A former investigator judge with the Tehran Prosecutor's Office, Bijan Qassemzadeh Sangroudi, is sentenced to "permanent dismissal from government service, ten years in prison, confiscation of properties achieved through bribery, and payment of a fine" for receiving bribery from local news outlets in Iran, as reported on Saturday, September 12.
Qasemzadeh's name was mentioned in the high-profile legal case related to financial corruption and bribery, led by the former deputy of the Islamic Republic's judiciary, Akbar Tabari.
Tabari served as the former deputy head of administrative affairs at the judiciary and was later promoted to be the head of executive affairs and then executive deputy under then judiciary chief Ayatollah Sadeq Amoli Larijani from 2009 to 2019.
In its ruling, Tehran's criminal court sentenced Tabari to 31 years in jail and ordered him to pay more than 430 billion rials ($1.65 million) in fines.
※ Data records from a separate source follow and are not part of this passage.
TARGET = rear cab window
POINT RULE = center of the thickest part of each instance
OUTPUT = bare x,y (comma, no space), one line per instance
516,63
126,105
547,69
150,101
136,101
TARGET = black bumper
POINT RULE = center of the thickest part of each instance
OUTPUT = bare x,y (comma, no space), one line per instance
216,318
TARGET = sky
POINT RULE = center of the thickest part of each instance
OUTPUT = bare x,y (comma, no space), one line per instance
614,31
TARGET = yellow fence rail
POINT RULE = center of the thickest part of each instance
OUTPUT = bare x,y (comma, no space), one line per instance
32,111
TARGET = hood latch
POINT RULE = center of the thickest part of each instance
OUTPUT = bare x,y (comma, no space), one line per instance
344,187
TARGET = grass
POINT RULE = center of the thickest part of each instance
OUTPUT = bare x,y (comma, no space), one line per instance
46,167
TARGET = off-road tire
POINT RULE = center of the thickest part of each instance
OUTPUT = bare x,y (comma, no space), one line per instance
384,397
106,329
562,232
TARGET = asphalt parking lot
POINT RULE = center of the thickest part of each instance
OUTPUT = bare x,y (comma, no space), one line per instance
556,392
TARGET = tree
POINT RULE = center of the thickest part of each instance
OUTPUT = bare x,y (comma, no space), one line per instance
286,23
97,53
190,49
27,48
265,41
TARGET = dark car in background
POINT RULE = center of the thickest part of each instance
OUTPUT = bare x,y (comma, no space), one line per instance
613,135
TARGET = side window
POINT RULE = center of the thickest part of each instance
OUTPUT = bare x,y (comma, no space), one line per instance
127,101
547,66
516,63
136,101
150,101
It also ordered the seizure of illegally acquired properties.
Qassemzadeh Sangroudi was one of the 22 defendants in Tabari's case.
Nevertheless, the real reason behind his "fame" goes back to the case of filtering Telegram messages on May 10, 2017, when his order blocked the most popular messaging app in Iran.
The Telegram instant messaging service has more than fifty million users in Iran, and 60% of the country's Internet's bandwidth is spent on using this app.
In the heat of protests on December 8, 2017, Telegram was blocked for more than a week and finally became available again on December 23, 2017.
Once again, it was reblocked on May 10, 2017, by Sangroudi's order. The judicial declaration of the Tehran Prosecutor's Office said at the time that ISPs must block Telegram in a way that nobody could have access to it even with filter breakers or tools similar to VPNs.
Within two days, the popular app was filtered by every ISP operating nationwide.
The judicial order triggered rumors about ICT Minister Jahromi's resignation, which he was later forced to deny. However, the ICT Ministry released a statement criticizing the judicial order and stating that it's impossible to restrict the flow of information online.
Meanwhile, Rouhani's government has repeatedly been accused of secretly considering the topic of blocking access to Telegram, with Rouhani recently insisting on April 3, 2018, that Iran is not planning to ban the popular messaging application Telegram.
Reacting to reports about the possible banning of the application, Rouhani explained in a meeting with high-ranking state officials that introducing homegrown messaging applications aims to put an end to Telegram's monopoly on messaging in Iran.
The two-time experience of blocking Telegram in Iran shows that Iranian users did not migrate to alternative services, such as the foreign WhatsApp or the domestic Soroush messenger, but resorted to Internet censorship circumvention, BBC reported on June 6, 2018.